I'm not intimidated by women who are more successful than me but I also know I'm off their radar so I don't give it much thought. There was one exception though, years ago. Had a fling with rich girl with a higher degree from a big university but I was just a rebound guy after her divorce. It could have been any guy. Anyway, she constantly reminded me that her mom was worth a few million, her ex was a lawyer & she had a great salary, nice house, etc. I didn't care. Meant nothing to me. It got old & I told her she needed to find a stiff in a suit with a briefcase & a silver BMW, & I left. Months later she called me & said "Cosmo magazine says what you drive determines how your sex life is. And what are you driving?" "Uh...a used Ford Festiva." "Ha! There you go!" I said "I get 40 mpg, it's paid for & my girlfriend's happy. Bye." : ) Anyway, I know all women are not like her, thank goodness.


----------



## FXGZ (May 19, 2011)

Here is a great insight for you guys: sometimes a very strong and successful woman is actually very vulnerable. She is acting strong because she is scared. She is actually a very nice and considerate woman, she is being successful because she doesn't want to be a burden for her SO. This is when you guys need to be ashamed, when your woman had to be more successful because you cannot satisfy her needs so she has to do it herself!


----------



## Rogue Eagle (Oct 14, 2009)

my girlfriends more qualified and in a higher paying job than I.

Though I still feel like her equal. If a persons qualifications made up a persons whole personality I'd be screwed, thankfully I have lots of other things to offer.


----------



## sparkles (Mar 2, 2011)

abster said:


> To women, have you been in a similar situation? How did you handle it?
> 
> If your in a same sex relationship, do you encounter issues like this where one has to be the breadwinner, or the other one feels intimidated by the other person's success?

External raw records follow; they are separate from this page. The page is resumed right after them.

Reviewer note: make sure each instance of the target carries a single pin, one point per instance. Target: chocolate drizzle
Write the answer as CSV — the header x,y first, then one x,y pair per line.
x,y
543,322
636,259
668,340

*waves to the future social worker*

I have been more advanced in education or career but I haven't gotten too far into a relationship where this was a problem for the guy. At one time I was working on a Master's and teaching college and my boyfriend worked in fast food and then on a cleaning crew. I didn't care. He didn't seem to care either. I wasn't with him for what he did for income, and he didn't hang his sense of manhood on it either. He was plenty manly, heh. 

So... I haven't run into this being a problem even though I've been in the situation. But then I tend to color outside the lines as far as the choices I make and whether I allow for external influences to chart my path. (As in it is about do we like each other not are people going to judge.) I can see how this could be more of a potential snag in couples that want to stick to tradition more or feel drawn to act on that cultural conditioning. Not that there's anything wrong with it, and technically I do have areas where I'm like that myself. I just wonder if that might be one factor in how we could both have similar situations but different emotional flavors to them. 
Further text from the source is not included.